On This Day In History: Feast Day Of The Venerable Bede – Remarkable Priest, Monk And Scholar

MessageToEagle.com – On May 25, 735, it’s a feast day devoted to the Venerable Bede, a remarkable priest, monk, scholar.

This great person died on this day and until today is considered one of the most learned men of his time and a major influence on English literature.

Bede was a monk who became the first British historian.

The Venerable Bede

His best-known work is HISTORIA ECCLESIASTICA, a history of the English Church and people, which he completed in 731.

The book is about Christianity in England up to 729 and is a primary source of early English history. It which tells of the invasion of the Anglo-Saxon tribes and their eventual conversion to Christianity.

It recorded events in Britain from the raids by Julius Caesar of 55-54 BC, to the arrival in Kent of St.

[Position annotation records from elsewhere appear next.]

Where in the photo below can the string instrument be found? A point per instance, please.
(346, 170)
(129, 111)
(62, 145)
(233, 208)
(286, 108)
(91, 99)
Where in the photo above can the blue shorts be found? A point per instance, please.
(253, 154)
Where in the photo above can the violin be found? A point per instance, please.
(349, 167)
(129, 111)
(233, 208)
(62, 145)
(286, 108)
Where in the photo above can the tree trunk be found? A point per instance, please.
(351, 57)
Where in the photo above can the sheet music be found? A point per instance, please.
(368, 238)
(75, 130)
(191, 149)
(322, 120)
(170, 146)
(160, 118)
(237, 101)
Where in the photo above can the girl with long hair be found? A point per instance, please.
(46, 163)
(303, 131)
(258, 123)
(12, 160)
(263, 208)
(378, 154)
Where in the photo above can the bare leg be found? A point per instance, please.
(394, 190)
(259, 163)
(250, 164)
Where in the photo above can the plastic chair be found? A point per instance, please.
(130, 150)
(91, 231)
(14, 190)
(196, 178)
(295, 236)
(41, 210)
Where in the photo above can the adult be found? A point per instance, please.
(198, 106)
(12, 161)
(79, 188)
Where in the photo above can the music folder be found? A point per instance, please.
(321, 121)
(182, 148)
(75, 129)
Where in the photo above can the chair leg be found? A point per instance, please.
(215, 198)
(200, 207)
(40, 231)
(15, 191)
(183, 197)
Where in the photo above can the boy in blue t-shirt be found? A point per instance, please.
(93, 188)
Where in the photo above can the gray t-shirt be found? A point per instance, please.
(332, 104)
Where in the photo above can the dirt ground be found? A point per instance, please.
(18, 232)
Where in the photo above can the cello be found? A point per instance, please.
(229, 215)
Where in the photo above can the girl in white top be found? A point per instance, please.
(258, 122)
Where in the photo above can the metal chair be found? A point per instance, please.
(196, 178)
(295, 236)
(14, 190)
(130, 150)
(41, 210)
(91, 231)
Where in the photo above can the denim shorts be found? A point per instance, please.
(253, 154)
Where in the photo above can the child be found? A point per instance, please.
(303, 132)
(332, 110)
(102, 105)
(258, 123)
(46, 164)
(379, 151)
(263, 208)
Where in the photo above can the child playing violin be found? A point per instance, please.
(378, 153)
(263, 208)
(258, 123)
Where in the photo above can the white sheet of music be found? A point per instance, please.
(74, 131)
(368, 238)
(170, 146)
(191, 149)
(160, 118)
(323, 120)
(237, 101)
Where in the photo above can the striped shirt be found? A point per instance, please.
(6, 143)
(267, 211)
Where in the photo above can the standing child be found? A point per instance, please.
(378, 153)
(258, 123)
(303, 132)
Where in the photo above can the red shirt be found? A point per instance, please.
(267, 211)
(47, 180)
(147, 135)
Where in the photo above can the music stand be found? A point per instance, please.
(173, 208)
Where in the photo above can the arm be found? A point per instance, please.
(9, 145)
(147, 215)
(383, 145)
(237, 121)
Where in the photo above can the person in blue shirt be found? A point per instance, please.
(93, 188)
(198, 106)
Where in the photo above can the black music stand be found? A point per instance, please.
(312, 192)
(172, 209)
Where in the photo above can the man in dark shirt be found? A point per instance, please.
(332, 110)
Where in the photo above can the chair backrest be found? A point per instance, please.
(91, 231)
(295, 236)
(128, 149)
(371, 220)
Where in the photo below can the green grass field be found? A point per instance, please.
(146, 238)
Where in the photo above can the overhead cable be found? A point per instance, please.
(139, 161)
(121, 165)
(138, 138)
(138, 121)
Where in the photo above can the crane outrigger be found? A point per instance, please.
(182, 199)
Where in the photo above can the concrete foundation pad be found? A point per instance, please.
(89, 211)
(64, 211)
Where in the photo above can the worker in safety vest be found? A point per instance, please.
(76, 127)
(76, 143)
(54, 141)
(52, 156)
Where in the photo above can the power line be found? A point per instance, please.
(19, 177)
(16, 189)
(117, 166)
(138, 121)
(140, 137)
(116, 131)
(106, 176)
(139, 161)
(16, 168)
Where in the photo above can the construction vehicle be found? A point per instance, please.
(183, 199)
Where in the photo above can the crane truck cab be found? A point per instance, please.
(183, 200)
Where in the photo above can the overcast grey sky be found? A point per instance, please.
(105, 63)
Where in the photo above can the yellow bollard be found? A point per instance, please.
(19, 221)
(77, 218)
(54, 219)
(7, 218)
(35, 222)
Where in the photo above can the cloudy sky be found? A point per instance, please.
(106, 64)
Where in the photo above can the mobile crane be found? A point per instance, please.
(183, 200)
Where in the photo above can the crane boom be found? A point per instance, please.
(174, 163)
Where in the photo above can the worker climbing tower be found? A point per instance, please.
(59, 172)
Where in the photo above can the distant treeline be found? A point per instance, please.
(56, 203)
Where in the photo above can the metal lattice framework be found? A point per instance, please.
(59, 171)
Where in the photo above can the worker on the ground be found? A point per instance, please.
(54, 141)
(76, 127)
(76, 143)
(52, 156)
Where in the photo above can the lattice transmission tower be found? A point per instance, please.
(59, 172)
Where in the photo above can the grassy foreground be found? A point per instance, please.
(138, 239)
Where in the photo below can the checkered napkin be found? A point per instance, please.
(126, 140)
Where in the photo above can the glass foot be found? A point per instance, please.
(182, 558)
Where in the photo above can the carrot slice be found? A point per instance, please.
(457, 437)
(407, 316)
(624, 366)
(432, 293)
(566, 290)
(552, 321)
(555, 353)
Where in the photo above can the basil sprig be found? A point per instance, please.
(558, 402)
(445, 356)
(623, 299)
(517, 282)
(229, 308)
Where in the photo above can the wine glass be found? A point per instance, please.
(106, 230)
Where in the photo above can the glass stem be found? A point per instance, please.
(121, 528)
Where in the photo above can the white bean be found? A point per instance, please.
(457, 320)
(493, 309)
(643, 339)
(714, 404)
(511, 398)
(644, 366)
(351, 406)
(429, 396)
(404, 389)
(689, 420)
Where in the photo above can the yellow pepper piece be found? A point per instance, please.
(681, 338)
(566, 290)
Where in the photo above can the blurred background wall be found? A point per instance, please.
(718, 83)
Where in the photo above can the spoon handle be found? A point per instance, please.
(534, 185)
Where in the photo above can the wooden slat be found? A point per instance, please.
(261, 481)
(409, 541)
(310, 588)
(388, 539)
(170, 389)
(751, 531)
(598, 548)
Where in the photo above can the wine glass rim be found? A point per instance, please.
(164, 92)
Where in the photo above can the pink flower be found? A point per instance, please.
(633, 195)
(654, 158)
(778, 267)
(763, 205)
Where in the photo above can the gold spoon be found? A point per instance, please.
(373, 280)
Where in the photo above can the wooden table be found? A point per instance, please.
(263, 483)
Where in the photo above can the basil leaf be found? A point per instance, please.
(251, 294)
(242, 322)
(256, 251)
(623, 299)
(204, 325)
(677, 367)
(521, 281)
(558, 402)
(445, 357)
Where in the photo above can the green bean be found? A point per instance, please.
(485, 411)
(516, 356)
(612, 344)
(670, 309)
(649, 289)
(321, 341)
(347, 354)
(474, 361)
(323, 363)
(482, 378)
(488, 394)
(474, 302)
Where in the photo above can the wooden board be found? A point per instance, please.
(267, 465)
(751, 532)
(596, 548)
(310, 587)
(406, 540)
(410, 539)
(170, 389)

Augustine, in 597 AD and the accuracy of his work can be confirmed by other sources.

Therefore his work is considered a trustworthy account of historical events.

In his another book, De temporibus, ‘Concerning Time’, he wrote his view of the cosmos, including a description of how the spherical earth influenced the length of daylight, and how the motion of the sun and moon influenced the appearance of the moon, and caused it to wax and wane.

The Venerable Bede

Bede – who is called “the Venerable” to acknowledge his wisdom and learning, the title was formalized at the Council of Aachen in 853 – was born near St. Peter and St. Paul monastery at Wearmouth-Jarrow, England.

Nothing is known of Bede’s parentage or his early life. All that is known is that, at the age of 7, he was taken to the Monastery of St. Peter, at Wearmouth by Abbot Biscop, to whose care he was entrusted. By 685, he was moved to Biscop’s newer Monastery of St. Paul at Jarrow. He was ordained deacon when aged 19, and priest when 30.

Apart from visits to Lindisfarne and York, he never left his monastery. We know this from a note he added to his final piece of writing.

His writings are a veritable summary of the learning of his time and include commentaries on the Pentateuch and various other books of the Bible, theological and scientific treatises, historical works, and biographies.

He was a careful scholar and distinguished stylist, the “father” of English history, the first to date events anno domini (A.D.), and in 1899, was declared the only English doctor of the Church. He died in Wearmouth-Jarrow on May 25.